In fact, the SEC’s Division of Enforcement has sent requests to firms–including those that have self-reported – seeking documents and data regarding their revenue sharing practices and disclosures securities attorneys have told the IAA, Bernstein said.

“As this case unfolds, it will be interesting to learn whether there was a relationship between the advisor’s self-reporting under the SCSD Initiative and the investigation relating to the advisor’s revenue sharing and whether any conclusions can be gleaned about the potential benefits and risks of participating – or declining to participate – in a voluntary self-reporting initiative,” she said.

What is more certain is the complaint is a clear signal of the SEC’s expectations around disclosure of revenue sharing arrangements and the incentives they create for B-Ds and advisors.

While RIAs have used the word “may” to disclose potential conflicts of interest for years, that may no longer work, Bernstein said. 

“It ‘may’ not be enough for an advisor simply to remove the word ‘may” from its disclosures, and it 'may’ not be enough to have policies that require identification and disclosure of conflicts unless the advisor also adopts and implements procedures that are sufficiently specific to connect the identification of the conflicts to their adequate disclosure.

Commonwealth initially disclosed in its Form ADV brochure that a portion of a fee paid to the firm’s clearing broker by mutual funds that participated in one of the adviser’s programs “is” – not “may be” – shared with the advisor.

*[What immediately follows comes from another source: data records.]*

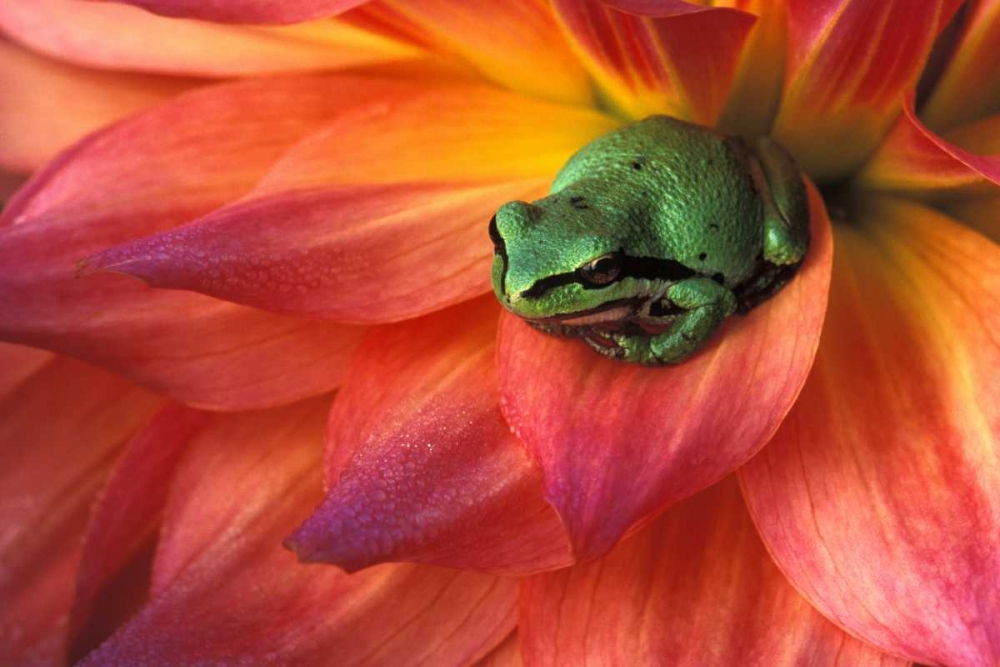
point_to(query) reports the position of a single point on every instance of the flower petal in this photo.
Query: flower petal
(514, 43)
(695, 588)
(60, 430)
(969, 87)
(226, 592)
(246, 11)
(849, 63)
(659, 56)
(915, 160)
(90, 34)
(878, 495)
(304, 244)
(35, 129)
(423, 468)
(172, 164)
(619, 442)
(128, 509)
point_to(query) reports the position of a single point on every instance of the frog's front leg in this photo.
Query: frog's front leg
(706, 304)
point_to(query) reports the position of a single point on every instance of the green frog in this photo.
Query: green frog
(651, 236)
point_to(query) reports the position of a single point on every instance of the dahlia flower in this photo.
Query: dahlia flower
(258, 405)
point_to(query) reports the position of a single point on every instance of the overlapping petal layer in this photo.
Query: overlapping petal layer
(61, 427)
(424, 469)
(514, 43)
(134, 179)
(35, 128)
(695, 588)
(969, 88)
(915, 160)
(91, 34)
(226, 592)
(878, 495)
(619, 442)
(246, 11)
(651, 57)
(316, 238)
(849, 63)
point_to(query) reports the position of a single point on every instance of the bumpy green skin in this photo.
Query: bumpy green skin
(700, 225)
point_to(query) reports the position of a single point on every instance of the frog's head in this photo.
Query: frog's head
(560, 259)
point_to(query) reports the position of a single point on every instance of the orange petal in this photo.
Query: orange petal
(60, 430)
(153, 172)
(878, 495)
(91, 34)
(695, 588)
(35, 128)
(514, 43)
(619, 442)
(849, 63)
(422, 465)
(969, 88)
(658, 57)
(226, 592)
(915, 160)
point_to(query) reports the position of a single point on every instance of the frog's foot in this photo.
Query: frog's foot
(786, 217)
(706, 304)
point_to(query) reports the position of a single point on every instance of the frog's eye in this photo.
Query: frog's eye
(602, 270)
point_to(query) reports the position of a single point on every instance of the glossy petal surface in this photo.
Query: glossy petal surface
(849, 63)
(695, 589)
(915, 160)
(90, 34)
(658, 57)
(135, 179)
(60, 431)
(424, 468)
(878, 495)
(34, 129)
(619, 442)
(225, 591)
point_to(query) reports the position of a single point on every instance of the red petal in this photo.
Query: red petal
(246, 11)
(619, 442)
(969, 88)
(422, 465)
(91, 34)
(849, 63)
(226, 592)
(128, 510)
(659, 56)
(696, 588)
(878, 495)
(60, 430)
(34, 129)
(514, 43)
(914, 159)
(151, 173)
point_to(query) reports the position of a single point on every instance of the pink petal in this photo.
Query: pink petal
(128, 509)
(246, 11)
(659, 56)
(914, 159)
(306, 245)
(619, 442)
(226, 592)
(35, 129)
(969, 88)
(514, 43)
(152, 173)
(878, 495)
(60, 430)
(421, 464)
(695, 588)
(91, 34)
(850, 62)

But this disclosure, in the SEC’s view, did not go nearly far enough.

According to the SEC, the disclosure did not sufficiently describe the circumstances under which payments were received or state that different funds or share classes were more or less expensive. As a result, the SEC said the conflicts of interest presented by this set of circumstances were allegedly not disclosed.

Commonwealth later amended its disclosures to state that these circumstances “could present a potential conflict” because the advisor “may have an incentive” to recommend investments that compensate the advisor. But the SEC’s complaint alleged that this amended disclosure is “still deficient and misleading” because of the words “potential” and “may.”

The SEC enforcement division now seems to be moving onto a second, more “expansive” phase of “regulating without rules,’ which could reach even more investment advisors and firms, Financial Services Institute’s General Counsel David Bellaire said.

SEC enforcement staff “could not cite a clear rule or regulation that had been violated” in its SCSD iniative, FSI maintains. “Instead, the SEC relied on previous settlements and past published guidance (which are statements of the staff’s view on a topic at a given time) to squeeze settlements from businesses,” the trade group representing the brokerage industry said in a release kicking off its #RegsWithoutRules reform campaign against the nation’s top securities cop late last week.